LEESBURG, Va. — The final-days sprint to Super Tuesday has erupted into a feud over a white supremacist as Donald Trump’s Republican rivals scramble to stop the billionaire businessman from becoming an “unstoppable” force in the 2016 presidential contest.
Ted Cruz and Marco Rubio continued to hammer the GOP front-runner’s character and lack of policy specifics in a series of attacks Sunday while courting voters across the South. But it was Trump’s refusal to denounce an implicit endorsement from former Ku Klux Klan leader David Duke that dominated the narrative less than two days before Republican voters across 11 states head to the polls.
The new focus comes as Trump’s rivals acknowledge that time is running out to prevent the former reality television host from becoming the Republican Party’s presumptive nominee. He took a new step in that direction by earning the endorsement of Alabama Sen. Jeff Sessions, a would-be Cruz ally who backed Trump instead.
“There is no doubt that if Donald steam rolls through Super Tuesday, wins everywhere with big margins, that he may well be unstoppable,” Cruz said Sunday on CBS’ “Face the Nation.”
Trump was asked Sunday on CNN’s “State of the Union” whether he rejected support from the former KKK Grand Dragon and other white supremacists after Duke told his radio followers this week that a vote against Trump was equivalent to “treason to your heritage.”
“Well, just so you understand, I don’t know anything about David Duke. OK?” Trump told host Jake Tapper. “I don’t know anything about what you’re even talking about with white supremacy or white supremacists.”
Cruz soon responded on Twitter, telling Trump: “You’re better than this. We should all agree, racism is wrong, KKK is abhorrent.”
Rubio went further in a message to thousands of supporters in Leesburg, Virginia: “We cannot be a party who refuses to condemn white supremacists and the Ku Klux Klan,” Rubio said. “Not only is that wrong, it makes him unelectable. How are we going to grow the party if we nominate someone who doesn’t repudiate the Ku Klux Klan?”
Trump was asked Friday by journalists how he felt about Duke’s support. He said he didn’t know anything about it and curtly said: “All right, I disavow, ok?”
He hasn’t always claimed ignorance on Duke’s history. In 2000, he wrote a New York Times op-ed explaining why he abandoned the possibility of running for president on the Reform Party ticket. He wrote of an “underside” and “fringe element” of the party, concluding, “I leave the Reform Party to David Duke, Pat Buchanan and Lenora Fulani. That is not company I wish to keep.”
Trump has won three of four early voting states, roiling a party divided over the prospect of the brash billionaire becoming its nominee. Late Sunday, Nebraska’s Ben Sasse became the first sitting Republican senator to say explicitly that he would not back Trump if he does win the nomination.
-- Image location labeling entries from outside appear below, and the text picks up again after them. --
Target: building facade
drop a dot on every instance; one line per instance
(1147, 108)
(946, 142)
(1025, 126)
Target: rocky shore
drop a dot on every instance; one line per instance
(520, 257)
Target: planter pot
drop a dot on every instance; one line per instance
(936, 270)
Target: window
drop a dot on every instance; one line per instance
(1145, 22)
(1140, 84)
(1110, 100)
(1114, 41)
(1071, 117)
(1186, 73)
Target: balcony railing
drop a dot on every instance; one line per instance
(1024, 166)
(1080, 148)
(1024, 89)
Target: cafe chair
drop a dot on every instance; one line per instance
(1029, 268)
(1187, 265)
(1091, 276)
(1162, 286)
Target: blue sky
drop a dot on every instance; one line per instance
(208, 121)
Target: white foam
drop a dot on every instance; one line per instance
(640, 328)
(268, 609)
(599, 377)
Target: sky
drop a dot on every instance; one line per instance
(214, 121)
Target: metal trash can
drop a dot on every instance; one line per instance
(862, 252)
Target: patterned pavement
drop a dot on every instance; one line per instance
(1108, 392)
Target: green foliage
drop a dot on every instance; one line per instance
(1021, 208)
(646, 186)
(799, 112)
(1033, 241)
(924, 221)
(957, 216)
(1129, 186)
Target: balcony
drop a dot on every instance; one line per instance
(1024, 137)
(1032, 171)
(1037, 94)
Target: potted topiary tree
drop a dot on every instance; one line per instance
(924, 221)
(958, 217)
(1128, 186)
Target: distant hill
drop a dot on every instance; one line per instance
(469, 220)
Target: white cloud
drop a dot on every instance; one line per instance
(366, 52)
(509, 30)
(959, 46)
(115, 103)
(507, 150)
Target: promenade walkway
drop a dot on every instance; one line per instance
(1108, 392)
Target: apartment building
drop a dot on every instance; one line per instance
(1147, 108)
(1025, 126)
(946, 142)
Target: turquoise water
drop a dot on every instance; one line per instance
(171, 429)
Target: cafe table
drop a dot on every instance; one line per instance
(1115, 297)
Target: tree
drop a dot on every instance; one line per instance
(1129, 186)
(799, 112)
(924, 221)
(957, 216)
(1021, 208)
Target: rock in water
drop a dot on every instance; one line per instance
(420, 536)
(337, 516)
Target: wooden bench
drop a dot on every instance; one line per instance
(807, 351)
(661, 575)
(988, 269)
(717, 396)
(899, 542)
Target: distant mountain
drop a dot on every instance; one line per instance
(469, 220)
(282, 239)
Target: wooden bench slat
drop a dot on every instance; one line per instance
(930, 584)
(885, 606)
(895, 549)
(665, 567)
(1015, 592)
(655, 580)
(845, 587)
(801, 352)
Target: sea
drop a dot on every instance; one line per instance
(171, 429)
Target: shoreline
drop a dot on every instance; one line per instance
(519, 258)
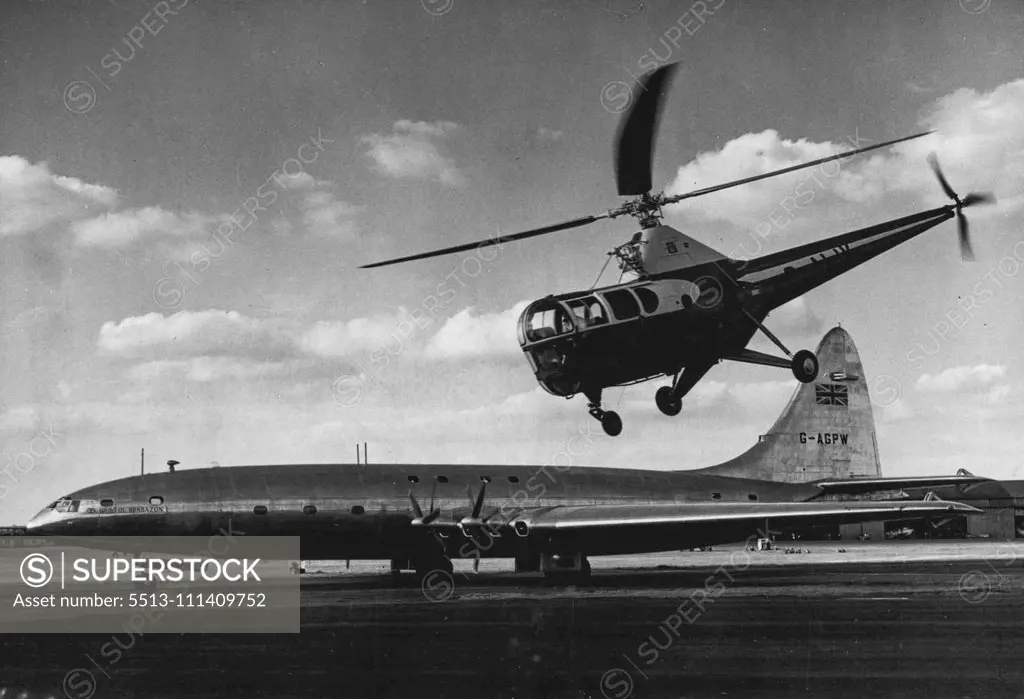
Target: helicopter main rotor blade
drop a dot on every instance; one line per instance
(574, 223)
(943, 182)
(735, 183)
(635, 140)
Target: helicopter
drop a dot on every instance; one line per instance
(686, 306)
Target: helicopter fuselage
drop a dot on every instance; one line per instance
(689, 317)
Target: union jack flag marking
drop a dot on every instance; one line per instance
(832, 394)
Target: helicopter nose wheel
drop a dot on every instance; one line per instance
(610, 422)
(667, 401)
(805, 366)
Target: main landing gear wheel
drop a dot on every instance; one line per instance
(805, 366)
(667, 402)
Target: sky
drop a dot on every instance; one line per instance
(187, 189)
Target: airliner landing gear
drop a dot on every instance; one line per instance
(610, 422)
(565, 569)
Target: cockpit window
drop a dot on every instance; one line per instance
(588, 311)
(548, 322)
(647, 298)
(624, 304)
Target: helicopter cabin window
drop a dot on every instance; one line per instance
(588, 311)
(624, 304)
(548, 322)
(647, 298)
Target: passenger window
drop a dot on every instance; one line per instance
(624, 304)
(647, 298)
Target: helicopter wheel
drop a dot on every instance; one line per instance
(611, 424)
(805, 366)
(667, 402)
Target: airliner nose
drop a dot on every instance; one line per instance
(45, 522)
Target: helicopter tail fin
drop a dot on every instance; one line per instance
(826, 431)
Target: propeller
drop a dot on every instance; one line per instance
(473, 520)
(634, 155)
(433, 515)
(960, 204)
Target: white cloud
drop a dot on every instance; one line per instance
(961, 378)
(31, 197)
(326, 215)
(194, 334)
(206, 369)
(300, 180)
(393, 333)
(123, 227)
(978, 139)
(466, 335)
(412, 151)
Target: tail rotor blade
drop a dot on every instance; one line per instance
(979, 198)
(965, 237)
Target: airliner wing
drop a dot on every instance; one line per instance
(861, 485)
(619, 517)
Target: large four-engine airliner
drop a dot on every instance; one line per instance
(821, 449)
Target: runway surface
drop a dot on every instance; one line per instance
(727, 624)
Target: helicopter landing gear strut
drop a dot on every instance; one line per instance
(803, 364)
(670, 398)
(610, 422)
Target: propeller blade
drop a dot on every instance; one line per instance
(934, 162)
(416, 506)
(965, 237)
(479, 500)
(635, 140)
(747, 180)
(573, 223)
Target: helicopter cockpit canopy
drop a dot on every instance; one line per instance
(544, 319)
(545, 329)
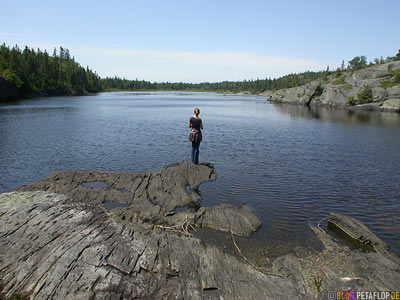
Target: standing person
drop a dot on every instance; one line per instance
(197, 125)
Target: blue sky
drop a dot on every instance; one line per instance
(195, 41)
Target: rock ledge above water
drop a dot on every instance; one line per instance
(57, 241)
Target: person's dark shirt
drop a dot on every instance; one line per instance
(196, 123)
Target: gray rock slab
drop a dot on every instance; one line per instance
(68, 246)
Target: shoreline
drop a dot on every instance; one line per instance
(151, 249)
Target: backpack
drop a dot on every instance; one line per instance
(193, 135)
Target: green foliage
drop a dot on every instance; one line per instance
(36, 72)
(358, 63)
(254, 86)
(365, 96)
(10, 76)
(352, 100)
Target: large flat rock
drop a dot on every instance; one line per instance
(67, 245)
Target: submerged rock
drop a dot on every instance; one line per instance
(68, 246)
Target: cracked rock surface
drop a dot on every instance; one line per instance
(57, 241)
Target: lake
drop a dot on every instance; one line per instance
(291, 164)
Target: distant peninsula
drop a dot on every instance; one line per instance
(30, 73)
(374, 88)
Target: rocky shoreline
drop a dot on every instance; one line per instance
(96, 235)
(343, 90)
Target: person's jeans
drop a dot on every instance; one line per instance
(195, 152)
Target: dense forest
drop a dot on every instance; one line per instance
(33, 73)
(38, 73)
(254, 86)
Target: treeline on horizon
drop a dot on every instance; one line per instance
(253, 86)
(38, 73)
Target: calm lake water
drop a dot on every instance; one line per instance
(291, 164)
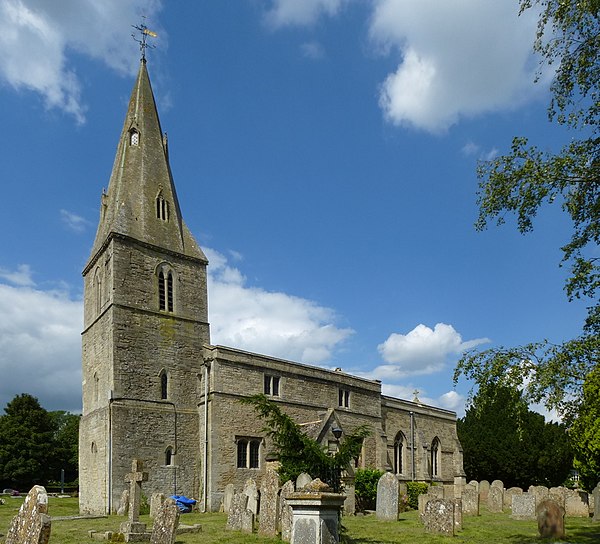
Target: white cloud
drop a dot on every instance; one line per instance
(457, 59)
(305, 12)
(272, 323)
(36, 34)
(73, 221)
(421, 351)
(40, 346)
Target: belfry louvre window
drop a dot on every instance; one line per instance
(248, 453)
(271, 385)
(165, 290)
(343, 398)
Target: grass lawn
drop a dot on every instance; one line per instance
(487, 528)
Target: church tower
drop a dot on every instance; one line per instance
(145, 324)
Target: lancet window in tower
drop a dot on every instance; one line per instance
(162, 208)
(165, 289)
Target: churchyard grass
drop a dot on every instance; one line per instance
(487, 528)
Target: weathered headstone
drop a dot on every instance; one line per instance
(438, 517)
(484, 488)
(470, 499)
(227, 496)
(156, 502)
(251, 491)
(551, 519)
(237, 510)
(286, 516)
(495, 500)
(166, 521)
(508, 496)
(388, 493)
(133, 529)
(31, 525)
(269, 507)
(596, 494)
(123, 508)
(523, 506)
(576, 504)
(303, 480)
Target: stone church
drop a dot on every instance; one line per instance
(156, 389)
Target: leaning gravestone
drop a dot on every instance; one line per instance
(495, 499)
(439, 517)
(269, 510)
(470, 498)
(31, 525)
(251, 491)
(133, 529)
(388, 494)
(596, 494)
(551, 519)
(285, 513)
(237, 510)
(166, 522)
(156, 502)
(523, 507)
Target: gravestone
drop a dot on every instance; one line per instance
(596, 494)
(239, 503)
(438, 517)
(303, 480)
(484, 488)
(576, 504)
(227, 496)
(156, 501)
(133, 529)
(388, 493)
(285, 512)
(123, 508)
(166, 521)
(470, 500)
(551, 519)
(523, 507)
(508, 496)
(31, 525)
(269, 507)
(251, 491)
(495, 500)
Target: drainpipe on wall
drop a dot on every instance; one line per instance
(412, 443)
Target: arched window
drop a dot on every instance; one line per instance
(165, 289)
(169, 456)
(162, 208)
(134, 137)
(435, 457)
(164, 385)
(399, 453)
(248, 453)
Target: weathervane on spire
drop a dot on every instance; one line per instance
(144, 32)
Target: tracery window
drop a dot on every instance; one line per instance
(248, 452)
(399, 453)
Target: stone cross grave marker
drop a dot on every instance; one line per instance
(31, 525)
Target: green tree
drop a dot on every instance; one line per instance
(26, 443)
(298, 452)
(528, 178)
(503, 439)
(585, 432)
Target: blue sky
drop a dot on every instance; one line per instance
(324, 153)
“If Trump becomes the Republican nominee my expectation is that I’ll look for some 3rd candidate — a conservative option, a constitutionalist,” Sasse wrote on Twitter.
The Duke debate seeped into the Democratic contest, as Vermont Sen. Bernie Sanders also lashed out on Twitter: “America’s first black president cannot and will not be succeeded by a hatemonger who refuses to condemn the KKK.”
Asked about the issue on Monday, Trump said he had disavowed Duke and asked, “How many times do I have to continue to disavow people.”
In a phone-in interview with NBC’s “Today” show, the real estate mogul was asked about earlier remarks in interviews where he had seemed to stop short of disavowing Duke.
He said the questioner in the earlier interview had asked about Duke and various “other groups,” saying he had difficulty with an earpiece he was wearing for the phone-in interview and didn’t want to disavow groups whose identity he didn’t know. Trump also said he had clearly made separation with Duke over the weekend in posts on Twitter and Facebook.
Hillary Clinton re-tweeted Sanders’ message. She scored a lopsided victory in South Carolina the day before, fueled by a huge advantage among African-Americans, a key Democratic constituency that will also play a dominant role in several Super Tuesday states.
Clinton turned her attention to the Republican field, all-but-ignoring rival Sanders from campaign events in Massachusetts on Monday.
“What we can’t let happen is the scapegoating, the flaming, the finger pointing that is going on the Republican side,” she told voters gathered in Springfield, Massachusetts. “It really undermines our fabric as a nation. So, I want to do everything I can in this campaign to set us on a different course.”
The latest shake up in the GOP race comes as attention shifts to the South, where the region will dominate on Super Tuesday — March 1 — and the weeks beyond.
Trump holds commanding leads across the region, with the exception of Cruz’s home state of Texas, a dynamic that puts tremendous pressure on Rubio and Cruz as they try to outlast each other and derail Trump.
Trump mocked the Republican establishment and his flailing rivals. “It’s amazing what’s going on,” he told NBC, calling his campaign a “movement.”